L'enfer est pavé de bonnes intentions, le cinéma coréen aussi. En réalisant Life is Beautiful, le réalisateur Choi Kook-hee (Split, 2016 ; Default, 2019) avait en tête de faire son Parapluie de Cherbourg sauce coréenne en s'appuyant sur un sujet à la mode : L'émancipation d'une femme.
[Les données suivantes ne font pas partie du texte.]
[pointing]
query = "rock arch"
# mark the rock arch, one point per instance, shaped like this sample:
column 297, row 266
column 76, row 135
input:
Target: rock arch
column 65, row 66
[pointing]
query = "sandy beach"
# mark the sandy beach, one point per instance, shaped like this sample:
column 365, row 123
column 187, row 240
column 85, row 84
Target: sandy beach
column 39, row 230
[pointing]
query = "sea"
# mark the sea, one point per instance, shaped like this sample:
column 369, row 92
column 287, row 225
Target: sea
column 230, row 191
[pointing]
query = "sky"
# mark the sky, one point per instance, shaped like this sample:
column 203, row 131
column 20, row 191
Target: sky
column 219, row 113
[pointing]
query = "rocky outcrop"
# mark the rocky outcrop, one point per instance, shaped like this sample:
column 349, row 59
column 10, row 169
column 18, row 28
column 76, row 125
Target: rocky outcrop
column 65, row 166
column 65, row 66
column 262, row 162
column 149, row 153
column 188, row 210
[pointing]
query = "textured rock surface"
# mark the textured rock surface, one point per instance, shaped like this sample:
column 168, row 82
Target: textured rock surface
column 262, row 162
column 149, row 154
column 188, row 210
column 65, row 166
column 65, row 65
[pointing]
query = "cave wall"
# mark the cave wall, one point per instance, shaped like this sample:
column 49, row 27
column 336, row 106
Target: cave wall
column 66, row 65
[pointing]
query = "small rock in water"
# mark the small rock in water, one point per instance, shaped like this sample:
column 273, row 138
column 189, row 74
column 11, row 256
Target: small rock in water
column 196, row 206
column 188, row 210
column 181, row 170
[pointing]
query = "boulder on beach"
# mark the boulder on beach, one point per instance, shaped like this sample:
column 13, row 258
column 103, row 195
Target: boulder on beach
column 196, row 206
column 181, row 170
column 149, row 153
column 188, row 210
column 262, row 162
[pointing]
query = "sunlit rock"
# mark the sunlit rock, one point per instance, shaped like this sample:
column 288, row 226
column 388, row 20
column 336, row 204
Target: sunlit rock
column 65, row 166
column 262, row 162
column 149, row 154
Seulement voilà alors que le réalisateur signe un film musical très bien orchestré, parsemé de chansons du répertoire classique coréen, alors qu'il signe avec brio l'intégration des parties chantées aussi bien aux dialogues qu'au scénario, alors qu'il signe une réalisation technique superbement exécutée, Choi Kook-hee signe un film d'une morale incroyablement...sexiste.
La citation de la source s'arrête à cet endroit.